Las renovables han seguido demostrando su competitividad cubriendo las dos subastas organizadas por el Gobierno, a precios sensiblemente más bajos que los marcados por el mercado mayorista. El modelo de subastas es acertado salvo cuando se pretende dar paso a iniciativas de menor tamaño, que solo han cubierto el 7% de la potencia ofertada.
El desarrollo del autoconsumo, a pesar de no haber avanzado regulatoriamente desde la aprobación del Real Decreto 244, en abril de 2019, refleja el interés de los consumidores, pero deja claro que la realidad operativa del autoconsumo colectivo, de las comunidades energéticas o de las instalaciones con potencia de más de 100 kW es un calvario, principalmente por la actuación obstaculizante de las distribuidoras que supone un verdadero freno a su desarrollo. La Hoja de Ruta planteada propone un objetivo de 9 GW a 2030, ya superado al ritmo actual, a pesar de las barreras existentes, y desarrolla un plan de medidas de actuación sin compromisos temporales de ejecución.

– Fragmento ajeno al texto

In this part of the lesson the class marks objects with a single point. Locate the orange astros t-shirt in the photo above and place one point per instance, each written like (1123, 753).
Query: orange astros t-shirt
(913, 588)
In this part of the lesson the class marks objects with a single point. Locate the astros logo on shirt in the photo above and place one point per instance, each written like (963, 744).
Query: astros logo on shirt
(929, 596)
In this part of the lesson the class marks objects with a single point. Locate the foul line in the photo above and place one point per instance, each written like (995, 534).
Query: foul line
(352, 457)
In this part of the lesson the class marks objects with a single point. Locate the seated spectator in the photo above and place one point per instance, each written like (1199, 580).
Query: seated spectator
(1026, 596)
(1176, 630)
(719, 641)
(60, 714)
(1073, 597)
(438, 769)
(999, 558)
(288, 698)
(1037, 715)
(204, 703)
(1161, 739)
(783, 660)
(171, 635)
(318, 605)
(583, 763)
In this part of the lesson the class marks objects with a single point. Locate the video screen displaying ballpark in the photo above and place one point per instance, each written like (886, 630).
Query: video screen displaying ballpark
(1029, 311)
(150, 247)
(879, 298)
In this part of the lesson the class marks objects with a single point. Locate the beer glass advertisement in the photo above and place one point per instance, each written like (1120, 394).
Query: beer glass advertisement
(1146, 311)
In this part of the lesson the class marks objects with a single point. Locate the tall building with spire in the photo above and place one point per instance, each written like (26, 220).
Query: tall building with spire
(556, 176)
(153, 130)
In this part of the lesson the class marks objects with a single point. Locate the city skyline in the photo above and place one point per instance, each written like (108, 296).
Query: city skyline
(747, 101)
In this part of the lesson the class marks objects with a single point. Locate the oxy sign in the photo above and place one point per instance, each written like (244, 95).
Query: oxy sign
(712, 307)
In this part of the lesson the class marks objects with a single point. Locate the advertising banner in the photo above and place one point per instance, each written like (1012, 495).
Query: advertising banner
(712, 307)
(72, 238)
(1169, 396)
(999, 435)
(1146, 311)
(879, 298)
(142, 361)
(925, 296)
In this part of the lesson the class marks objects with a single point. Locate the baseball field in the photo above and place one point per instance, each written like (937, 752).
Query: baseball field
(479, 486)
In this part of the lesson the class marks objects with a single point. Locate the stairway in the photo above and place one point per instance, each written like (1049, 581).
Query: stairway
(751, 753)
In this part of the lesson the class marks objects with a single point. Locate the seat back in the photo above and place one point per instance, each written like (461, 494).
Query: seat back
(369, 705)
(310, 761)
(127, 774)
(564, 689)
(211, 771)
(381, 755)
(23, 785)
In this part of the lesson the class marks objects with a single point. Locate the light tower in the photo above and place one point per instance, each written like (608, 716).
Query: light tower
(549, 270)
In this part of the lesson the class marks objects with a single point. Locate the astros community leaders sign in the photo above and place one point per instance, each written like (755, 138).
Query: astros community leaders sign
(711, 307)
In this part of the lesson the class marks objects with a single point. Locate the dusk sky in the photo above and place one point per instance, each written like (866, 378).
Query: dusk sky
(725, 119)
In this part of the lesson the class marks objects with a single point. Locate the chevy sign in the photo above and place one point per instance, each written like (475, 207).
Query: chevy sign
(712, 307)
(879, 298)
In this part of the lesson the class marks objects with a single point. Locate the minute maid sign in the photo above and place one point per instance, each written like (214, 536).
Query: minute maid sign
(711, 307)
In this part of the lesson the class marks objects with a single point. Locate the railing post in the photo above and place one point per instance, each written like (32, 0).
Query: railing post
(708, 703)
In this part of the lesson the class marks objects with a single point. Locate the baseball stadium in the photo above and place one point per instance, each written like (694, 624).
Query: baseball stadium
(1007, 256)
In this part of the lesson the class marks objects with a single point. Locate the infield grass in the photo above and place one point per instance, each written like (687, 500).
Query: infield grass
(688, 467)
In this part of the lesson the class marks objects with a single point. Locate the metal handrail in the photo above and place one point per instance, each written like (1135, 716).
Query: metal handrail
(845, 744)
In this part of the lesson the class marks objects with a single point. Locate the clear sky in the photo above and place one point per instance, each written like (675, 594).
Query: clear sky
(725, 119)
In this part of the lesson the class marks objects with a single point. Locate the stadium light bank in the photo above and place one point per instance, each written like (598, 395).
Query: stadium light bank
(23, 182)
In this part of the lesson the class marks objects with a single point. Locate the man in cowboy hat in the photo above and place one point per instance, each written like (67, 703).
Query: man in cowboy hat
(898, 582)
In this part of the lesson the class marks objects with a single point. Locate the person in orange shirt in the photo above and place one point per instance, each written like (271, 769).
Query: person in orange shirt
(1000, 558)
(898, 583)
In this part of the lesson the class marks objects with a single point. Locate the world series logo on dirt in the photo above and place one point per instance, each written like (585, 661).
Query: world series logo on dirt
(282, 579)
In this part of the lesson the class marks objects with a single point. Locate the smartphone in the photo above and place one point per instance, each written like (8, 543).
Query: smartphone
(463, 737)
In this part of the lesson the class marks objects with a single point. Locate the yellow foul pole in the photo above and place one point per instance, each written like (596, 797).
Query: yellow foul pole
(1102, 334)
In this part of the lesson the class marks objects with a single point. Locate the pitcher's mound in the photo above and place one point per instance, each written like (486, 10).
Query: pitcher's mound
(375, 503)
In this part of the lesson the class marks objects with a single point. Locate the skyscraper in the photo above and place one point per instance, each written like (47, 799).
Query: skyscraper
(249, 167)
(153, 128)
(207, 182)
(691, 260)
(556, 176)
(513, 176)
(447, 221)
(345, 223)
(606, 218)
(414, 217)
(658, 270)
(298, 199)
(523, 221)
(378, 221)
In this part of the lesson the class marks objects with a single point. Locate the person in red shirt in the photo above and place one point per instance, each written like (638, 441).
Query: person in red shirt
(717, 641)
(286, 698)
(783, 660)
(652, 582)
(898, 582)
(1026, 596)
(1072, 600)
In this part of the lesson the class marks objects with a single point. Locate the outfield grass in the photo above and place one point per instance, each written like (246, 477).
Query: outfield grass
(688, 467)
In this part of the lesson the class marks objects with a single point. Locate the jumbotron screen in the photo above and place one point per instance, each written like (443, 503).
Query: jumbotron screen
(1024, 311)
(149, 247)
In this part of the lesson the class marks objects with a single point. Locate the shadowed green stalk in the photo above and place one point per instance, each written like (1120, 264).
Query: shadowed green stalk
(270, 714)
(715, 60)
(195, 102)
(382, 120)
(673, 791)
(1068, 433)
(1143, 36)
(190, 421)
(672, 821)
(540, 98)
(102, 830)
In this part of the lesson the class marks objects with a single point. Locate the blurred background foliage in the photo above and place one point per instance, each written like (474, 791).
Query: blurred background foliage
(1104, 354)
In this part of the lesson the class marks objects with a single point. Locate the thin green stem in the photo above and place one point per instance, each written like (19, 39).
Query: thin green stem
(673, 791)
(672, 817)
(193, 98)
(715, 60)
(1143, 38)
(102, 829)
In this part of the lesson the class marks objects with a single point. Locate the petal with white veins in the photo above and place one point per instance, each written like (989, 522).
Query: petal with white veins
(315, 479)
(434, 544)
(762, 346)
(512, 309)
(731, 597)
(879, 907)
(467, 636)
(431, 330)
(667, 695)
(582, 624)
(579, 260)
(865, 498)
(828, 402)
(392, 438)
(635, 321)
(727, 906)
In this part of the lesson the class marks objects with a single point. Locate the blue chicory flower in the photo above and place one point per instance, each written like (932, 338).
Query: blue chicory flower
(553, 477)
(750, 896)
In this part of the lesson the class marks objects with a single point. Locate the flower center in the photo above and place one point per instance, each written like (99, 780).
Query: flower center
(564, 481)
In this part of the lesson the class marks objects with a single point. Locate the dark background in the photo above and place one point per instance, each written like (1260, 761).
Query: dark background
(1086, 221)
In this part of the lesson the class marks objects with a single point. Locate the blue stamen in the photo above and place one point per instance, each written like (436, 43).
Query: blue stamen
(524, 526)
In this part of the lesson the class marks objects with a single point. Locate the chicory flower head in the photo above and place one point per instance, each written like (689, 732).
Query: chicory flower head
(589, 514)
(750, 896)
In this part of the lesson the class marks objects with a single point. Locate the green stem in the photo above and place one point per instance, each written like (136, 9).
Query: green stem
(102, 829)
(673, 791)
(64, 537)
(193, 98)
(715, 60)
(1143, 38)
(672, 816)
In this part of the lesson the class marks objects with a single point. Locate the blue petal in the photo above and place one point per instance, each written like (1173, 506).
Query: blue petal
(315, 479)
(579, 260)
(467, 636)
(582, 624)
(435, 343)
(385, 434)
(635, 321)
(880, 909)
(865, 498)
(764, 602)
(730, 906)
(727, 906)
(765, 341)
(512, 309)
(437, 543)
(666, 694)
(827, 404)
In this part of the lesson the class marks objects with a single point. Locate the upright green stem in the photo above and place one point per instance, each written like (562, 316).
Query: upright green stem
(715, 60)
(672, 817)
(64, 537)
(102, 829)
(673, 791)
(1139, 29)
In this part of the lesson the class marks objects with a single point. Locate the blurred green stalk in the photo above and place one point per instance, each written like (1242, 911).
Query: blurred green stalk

Hemos observado la pérdida creciente de aceptación social de las renovables como consecuencia del modelo con el que se está llevando a cabo su desarrollo al no disponer de una política de ordenación del territorio que debería haberse implementando en paralelo con la fijación de los objetivos energéticos. Las renovables no pueden convertirse en una actividad extractiva que fomente únicamente el despliegue concentrado y centralizado y, en este sentido, como sector tenemos que reflexionar sobre si las formas de desarrollo son sostenibles y tienen capacidad para mantenerse en el tiempo.
Este año 2021 ha sido largo, muy largo, principalmente porque las dificultades que se han ido produciendo no han encontrado ni la respuesta ni la empatía que le pedíamos al Gobierno, de la misma forma y con el mismo resultado que las que el Gobierno le pedía en sede parlamentaria a las eléctricas. Seguimos proyectando un futuro feliz, pero nos olvidamos de la cruda realidad en la que la energía no es considerada como un bien esencial, sino más bien, solo, como un negocio.